Jamali was the pen name of Sheikh Fazlullah, who was a renowned Sufi Saint during the times of Sikander Lodhi, Babur and partial lifetime of Humayun. Kamali is ascribed to as a "mysterious" person, perhaps for the want of political correctness by (still) largely orthodox population. It is informally accepted that Jamali-Kamali were a gay couple and Sunil Gupta, author of "Wish You Were Here: Memories of a Gay Life" goes on to attribute the tomb as India's only gay monument! - archive.indianexpress.com/news/out-with-the-past/375143.
The tomb was constructed in 1528-1529 and Jamali was buried in the tomb after his death in 1536. It is unknown when Kamali was buried by his side, though the other marble grave in the tomb is attributed to Kamali. The mosque adjacent to the tomb is an impressive building too and it is claimed to be a forerunner in the design of Mughal mosque architecture in India.
Jamali-Kamali complex though declared as a non-living heritage structure by the ASI has been in the news for attempts by the natives to use the mosque for Friday prayers. The "non-living" classification by ASI bars any such practice in the protected monuments. However, most of the time one can find the Waqf members hovering around the property to dissuade the "trespassers"! A sure shot way of entering this enclosed cubical tomb is by joining the INTACH heritage walk of Mehrauli Archaeological Park, which I never could join, else, hunt for and plead to the ASI appointed supervisor who may not yield if the unofficial custodians of the complex are keeping a watch!
Jamali-Kamali tomb in a tranquil enclosure.
Interiors of the Jamali-Kamali tomb.
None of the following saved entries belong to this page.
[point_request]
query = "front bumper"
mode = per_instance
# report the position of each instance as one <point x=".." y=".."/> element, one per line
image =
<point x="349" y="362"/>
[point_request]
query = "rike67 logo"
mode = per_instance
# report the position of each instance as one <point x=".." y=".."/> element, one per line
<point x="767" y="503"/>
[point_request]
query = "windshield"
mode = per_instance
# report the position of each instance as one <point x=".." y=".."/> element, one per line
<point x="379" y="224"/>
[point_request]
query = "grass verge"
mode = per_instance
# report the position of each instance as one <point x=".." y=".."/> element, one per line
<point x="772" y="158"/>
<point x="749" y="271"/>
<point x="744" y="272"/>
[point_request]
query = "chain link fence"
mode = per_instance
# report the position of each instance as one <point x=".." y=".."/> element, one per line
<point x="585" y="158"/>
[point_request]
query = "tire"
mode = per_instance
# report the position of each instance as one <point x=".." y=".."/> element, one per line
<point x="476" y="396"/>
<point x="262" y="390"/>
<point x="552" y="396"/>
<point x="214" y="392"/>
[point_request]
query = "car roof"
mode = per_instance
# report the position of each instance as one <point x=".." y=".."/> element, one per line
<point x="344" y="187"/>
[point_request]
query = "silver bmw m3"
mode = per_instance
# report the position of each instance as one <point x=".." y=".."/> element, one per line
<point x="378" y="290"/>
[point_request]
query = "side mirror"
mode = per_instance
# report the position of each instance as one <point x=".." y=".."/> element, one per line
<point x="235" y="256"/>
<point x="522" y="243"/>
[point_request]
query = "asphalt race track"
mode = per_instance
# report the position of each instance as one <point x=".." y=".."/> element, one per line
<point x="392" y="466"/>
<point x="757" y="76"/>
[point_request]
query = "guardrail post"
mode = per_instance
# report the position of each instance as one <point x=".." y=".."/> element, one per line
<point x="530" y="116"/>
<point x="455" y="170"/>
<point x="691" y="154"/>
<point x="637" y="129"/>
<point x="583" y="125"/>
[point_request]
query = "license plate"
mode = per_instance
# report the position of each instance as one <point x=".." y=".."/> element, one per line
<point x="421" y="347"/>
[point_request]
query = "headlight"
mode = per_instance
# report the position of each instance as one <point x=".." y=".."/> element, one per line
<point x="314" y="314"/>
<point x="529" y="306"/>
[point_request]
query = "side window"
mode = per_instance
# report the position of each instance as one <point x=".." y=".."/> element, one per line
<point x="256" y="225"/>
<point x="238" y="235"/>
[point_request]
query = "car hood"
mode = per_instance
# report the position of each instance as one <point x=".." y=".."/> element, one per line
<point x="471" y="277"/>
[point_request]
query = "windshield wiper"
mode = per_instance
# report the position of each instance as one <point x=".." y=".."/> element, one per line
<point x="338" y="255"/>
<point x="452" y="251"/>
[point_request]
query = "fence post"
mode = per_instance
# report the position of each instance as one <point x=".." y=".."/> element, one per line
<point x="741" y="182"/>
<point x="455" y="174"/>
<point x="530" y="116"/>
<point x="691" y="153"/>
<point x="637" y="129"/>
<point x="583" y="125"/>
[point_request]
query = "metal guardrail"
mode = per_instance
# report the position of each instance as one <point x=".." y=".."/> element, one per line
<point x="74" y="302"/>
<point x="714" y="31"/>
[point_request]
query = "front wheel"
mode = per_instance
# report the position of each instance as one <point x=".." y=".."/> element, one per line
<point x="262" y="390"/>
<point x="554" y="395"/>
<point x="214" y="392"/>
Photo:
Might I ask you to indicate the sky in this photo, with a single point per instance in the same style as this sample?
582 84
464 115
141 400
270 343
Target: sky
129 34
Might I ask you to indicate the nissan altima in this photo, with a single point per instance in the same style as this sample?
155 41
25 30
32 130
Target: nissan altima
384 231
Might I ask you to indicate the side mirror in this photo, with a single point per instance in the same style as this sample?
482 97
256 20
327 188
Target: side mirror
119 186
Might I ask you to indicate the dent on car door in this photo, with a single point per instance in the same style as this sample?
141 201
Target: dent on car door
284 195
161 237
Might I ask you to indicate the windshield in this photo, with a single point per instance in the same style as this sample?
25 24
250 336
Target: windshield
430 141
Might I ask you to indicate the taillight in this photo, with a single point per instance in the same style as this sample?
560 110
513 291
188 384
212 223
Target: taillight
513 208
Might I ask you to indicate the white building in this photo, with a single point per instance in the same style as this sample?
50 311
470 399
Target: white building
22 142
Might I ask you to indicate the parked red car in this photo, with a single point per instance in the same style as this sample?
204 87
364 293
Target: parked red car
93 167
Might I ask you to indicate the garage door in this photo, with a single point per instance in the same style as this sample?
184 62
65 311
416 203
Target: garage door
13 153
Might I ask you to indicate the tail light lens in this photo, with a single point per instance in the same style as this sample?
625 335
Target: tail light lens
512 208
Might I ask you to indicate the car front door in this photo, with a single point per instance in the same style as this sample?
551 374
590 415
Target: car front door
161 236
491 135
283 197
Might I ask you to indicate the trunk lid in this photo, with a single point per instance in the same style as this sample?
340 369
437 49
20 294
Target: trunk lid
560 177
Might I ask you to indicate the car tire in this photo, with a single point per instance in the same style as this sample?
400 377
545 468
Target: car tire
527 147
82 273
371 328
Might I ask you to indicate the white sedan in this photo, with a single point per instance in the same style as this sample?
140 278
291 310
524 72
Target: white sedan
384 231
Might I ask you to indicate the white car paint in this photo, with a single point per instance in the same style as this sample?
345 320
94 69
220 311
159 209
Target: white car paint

Exquisite pattern in incised plasterwork on the flat ceiling with decorated roundels in the squinches, inlaid tiles and decorated panels over the door and windows are of the finest quality.
The flat ceiling of the tomb with magnificent incised plasterwork patterns.
Close up of the incised plasterwork on the flat ceiling.
View from the entrance of the tomb with two marble graves on the floor. The walls combine the incised plasterwork with inlaid tiles.
One of the decorated roundels in a squinch of the tomb.
The Lodhi era mosque adjacent to the Jamali-Kamali tomb.
Ruined prayer hall of the Jamali-Kamali mosque.